CBR5 Review #14: Girl Afraid by Ciarán West

[An old review initially posted in 2013 on the Cannonball Read site, but never made it here]

I received this book for free through the Cannonball Read several weeks ago. It took me that long to get through it, which really says a lot since I can usually finish a book in a few days. Everyday I would check the CBR5 page to see if anyone had reviewed the book as yet. I needed to know if I was crazy for thoroughly disliking the book, with each page getting worse and worse. I expected this book to be great, as West’s debut was apparently very well-liked (I started it but moved on to something else). As I mentioned in my previous review of a free book (Cinderella’s Secret Diary), I hate to give negative reviews when an author is generous enough to share his or her work with us and to be so vulnerable as to be okay with any thoughts we may have. Alas, I can not say anything good about Girl Afraid. From Amazon, the plot description is below:

Poppy Riley is missing. The man who has her wants no ransom, has made no contact with her family, and has no intention to do so. His plan for Poppy is far more sinister. In a locked room, somewhere in London, the ten year girl old sits and wonders how she came to be there.

Alice wakes up to a call from Frank. He is not a friend, but he knows everything about her. He is not a kidnapper, but he knows how to get Poppy back. The worst day of her life has already started, and he is her only guide through the horror. She knows she cannot trust him, but time is running out.

All over the capital, several men are waiting for confirmation that everything has gone according to plan. Strangers to each other, they are tied by a common interest. An interest in Poppy.

Alice and Frank have less than twenty-four hours to save her. Come and spend it with them. And keep telling yourself: ‘It’s only a book. It’s only a book…’

There are so many problems with this book, I don’t even know where to start. Major spoilers below, so don’t continue unless you want to know!

I guess I will start with the characters. The only sort of sympathetic character is Poppy, the 10-year-old kidnapped to be part of a child-porn video. Her father is apparently a favorite actor and the media is obsessed with this “gorgeous child.” I say “apparently” because we get nothing about him and at some point Poppy says he is on a “rig” which usually implies oilman.. who knows, to be honest. Alice is Poppy’s father’s assistant and sometimes caretaker for Poppy. The treatment of Alice is one of the most misogynistic I’ve ever seen (and yet, just mildly irritating, not even enough to incense or inspire any emotional reaction). Not surprisingly, Frank turns out to be a not-so-good guy and of course he then rapes Alice.

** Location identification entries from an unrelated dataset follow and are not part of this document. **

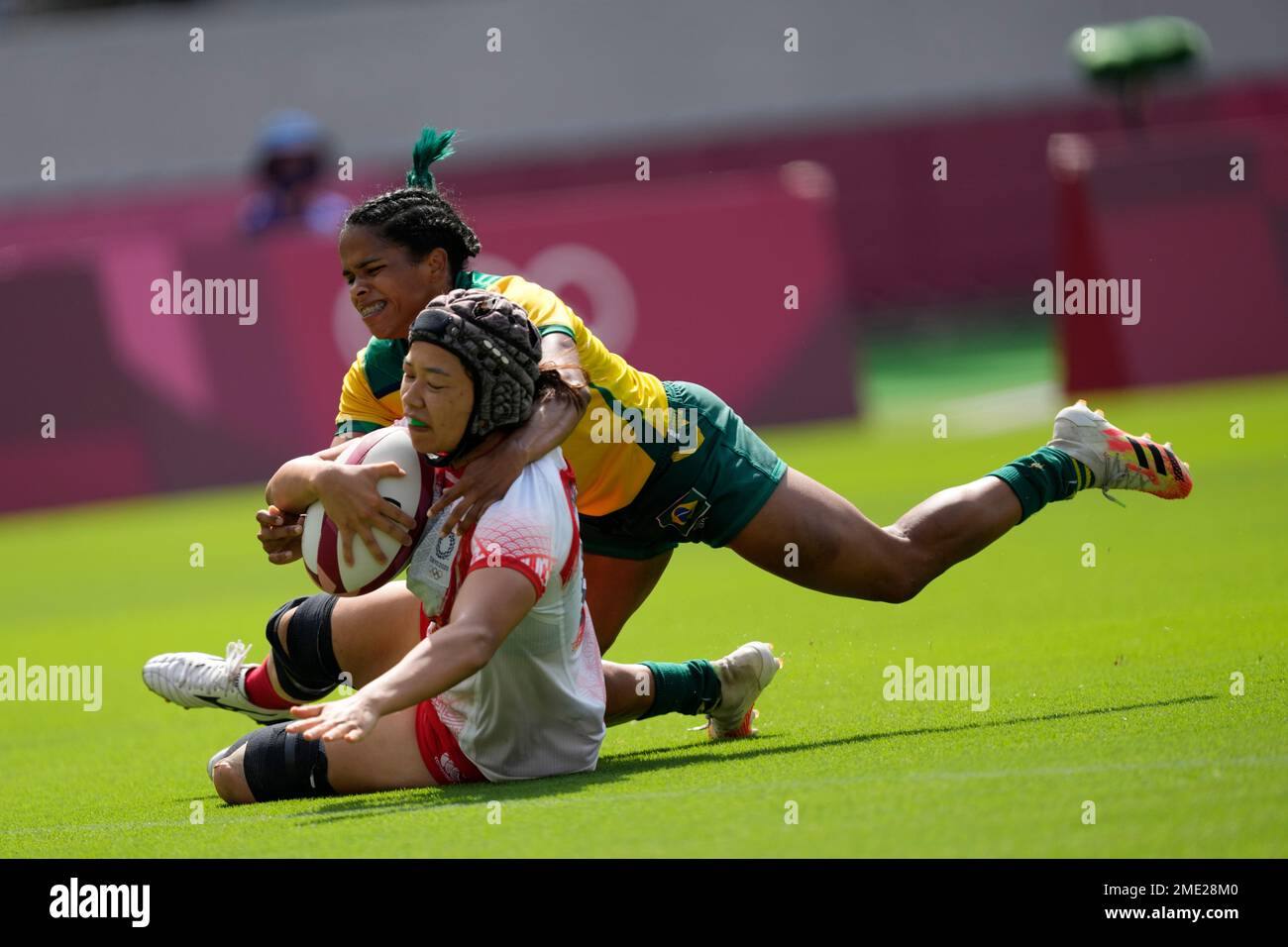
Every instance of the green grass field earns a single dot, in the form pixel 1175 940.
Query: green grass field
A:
pixel 1109 684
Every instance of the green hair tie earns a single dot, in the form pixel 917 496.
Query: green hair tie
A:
pixel 433 146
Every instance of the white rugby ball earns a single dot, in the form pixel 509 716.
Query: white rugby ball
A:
pixel 323 554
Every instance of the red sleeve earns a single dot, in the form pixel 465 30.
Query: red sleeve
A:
pixel 514 543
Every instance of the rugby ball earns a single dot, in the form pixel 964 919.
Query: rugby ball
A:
pixel 323 554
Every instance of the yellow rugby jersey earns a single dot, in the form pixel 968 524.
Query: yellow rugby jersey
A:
pixel 612 459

The male characters are also awful – every one of them either a woman-hater, child-molester, or loser. Only Poppy’s handler appears to be decent, and he’s just a hired thug with a long murder rapsheet (hey, but at least he’s not interested in molesting little girls). Alice’s boyfriend is a major character for some reason I can not fathom. He spends 75% of his scenes wandering around London, eating fried chicken, getting drunk, talking to hobos about love, and peeing at least twice (both times talking about how much he hates when men pee next to him)… thrilling stuff. His inclusion makes no sense, adds nothing to the story, and is terribly boring.

The men involved in the child-porn tape are just as bad. To make things worse they all have generic names (i.e., Bob, Bill, Harry, Henry, Don, and Rick) so it is impossible to keep track of them (especially as the story bounces between Alice, Poppy, boyfriend, and each of these men’s perspectives… there are at least 8 perspectives, none lasting more than 5 pages).

The storyline has some potential but just continues to devolve in to something that is meaningless  and utterly uninteresting. Rather than having this be an exploration of motive, guilt, shame, morality, immorality, or anything that would make sense and be thought-provoking given the plotline, West instead focuses on just providing us a blow-by-blow account of each person’s day leading up to the planned rape of little Poppy.  It’s all talk, movement and random “action” without any heart or consequence. The characters are kept separate for the majority of the book and it really suffers for their lack of interaction, resulting in one of the least compelling climaxes ever (seriously? How did the Albanians get involved in the climax?). My guess is that West sought to deal with some shocking material, but simply didn’t know what to do with it. The real shame I think is that the writing style was so pedestrian that I wasn’t even shocked despite the material at hand, just bored.

Again, I feel like I must be crazy because everything on Goodreads and Amazon describes this book as thrilling and edge-of-the-seat and I found it so incredibly disposable. I am hoping someone else reads this one soon so I can get a second/third opinion!